Ignacio sabe que la vida le ha sorprendido de nuevo. Tendrá que pasar la noche en el aeropuerto: largas horas por delante que verá transcurrir despacio, con la lentitud de la impaciencia. Lo ha intuido desde el primer instante, cuando la visión de la fotografía le impactó. Hay recuerdos incómodos. Tan sólo basta un gesto para ahuyentarlos. El movimiento contundente, preciso, del que aleja un mosquito que revolotea sobre su rostro. Cuando los recuerdos son dolorosos, nuestra capacidad de reacción es más limitada. ¿A quién le gusta restregarse entre ortigas, o mojar las heridas con el agua de mar? Siempre ha intentado ver la cara amable de las cosas, adaptar las situaciones de la vida a sus necesidades, a lo que, en cada momento, le resultaba más sencillo. Ha sabido construirse paraísos de felicidad artificial que no le han durado demasiado, pero que le servían para ir tirando. Ver el prisma coloreado de las situaciones, cuando nada es como querríamos. Creerse una mentira es una manera de llegar a hacerla realidad.

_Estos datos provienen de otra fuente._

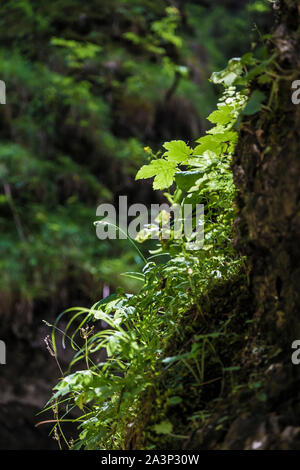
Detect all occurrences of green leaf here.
[175,171,203,191]
[135,160,176,189]
[207,105,234,126]
[163,140,192,163]
[154,420,173,434]
[210,57,243,87]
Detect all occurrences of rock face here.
[185,0,300,450]
[233,0,300,354]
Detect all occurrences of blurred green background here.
[0,0,269,326]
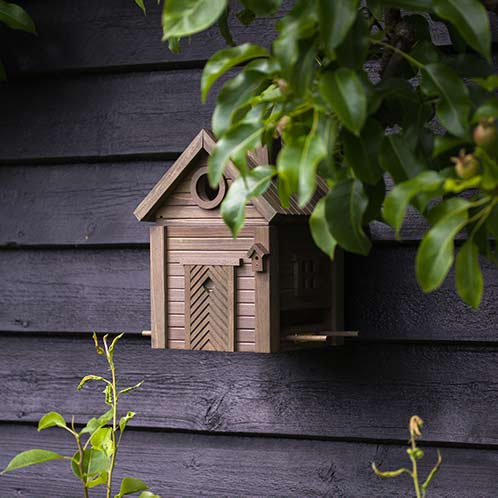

La fotografía de la mujer que amó en la cartera de un desconocido ha transformado el mundo. ¿Cómo puede ser tan fácil destruir una obra que hemos erigido durante años, aquella máscara de olvido y de reconciliación con el presente que nos protege de la memoria? El efecto ha sido decidir que no regresaría a Palma. Sin inmutarse, ha visto cómo la cola de los pasajeros se acortaba. Se ha hecho cada vez más pequeña, hasta que las azafatas han cerrado el vuelo. Impasible, ha observado que los demás marchaban hacia un destino que, hasta hace pocos minutos, también era el suyo. Así cambian las cosas, cuando un giro casi imperceptible del universo crea situaciones que no habríamos podido prever.